The effect of variation in the apolipoprotein B gene on plasma lipid and apolipoprotein B levels I. A likelihood‐based approach to cladistic analysis

Abstract

SUMMARY: A new method is described for employing family data to test for significant haplotype effects on continuously distributed variables, using likelihood‐ratio tests of linear models in which haplotype effects are parameterized and familial correlations taken into account. The method is applied to the apolipoprotein B (Apo B) gene, using 5 polymorphisms (Insertion/deletion, Bsp1286I,XbaI,MspI,EcoRI) to define haplotypes in 121 French nuclear families.

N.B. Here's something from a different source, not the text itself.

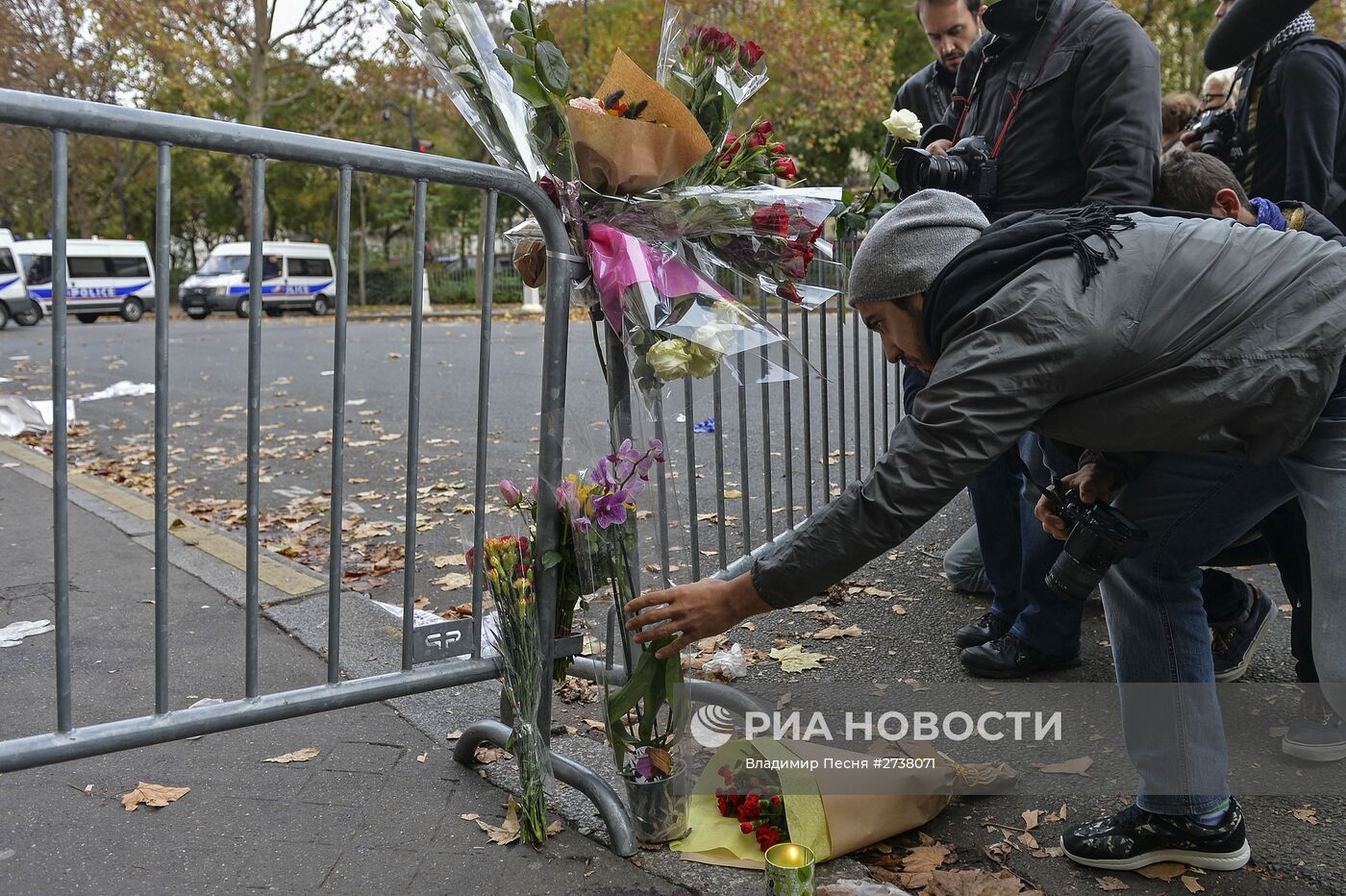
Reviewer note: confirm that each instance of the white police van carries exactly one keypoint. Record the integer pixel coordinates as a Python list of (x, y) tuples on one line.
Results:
[(295, 275), (15, 303), (103, 277)]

Eleven haplotypes were found, five of which, combined, account for over 95% of the sample. A haplotype phylogeny is proposed, and is used to define a nested set of models for testing the effects of Apo B variation on total‐, low‐density‐lipoprotein (LDL)‐, and high‐density ‐lipoprotein (HDL)‐cholesterol, triglyceride, and Apo B levels. Apo B haplotype effects account for about 10% of the genetic variance and 5% of the total variance in HDL‐cholesterol and triglyceride levels. Clusters of evolutionarily‐related haplotypes with similar phenotypic effects are identified for HDL‐cholesterol and triglycerides. Single haplotypes with statistically significant effects are identified for cholesterol, LDL‐cholesterol, and Apo B levels.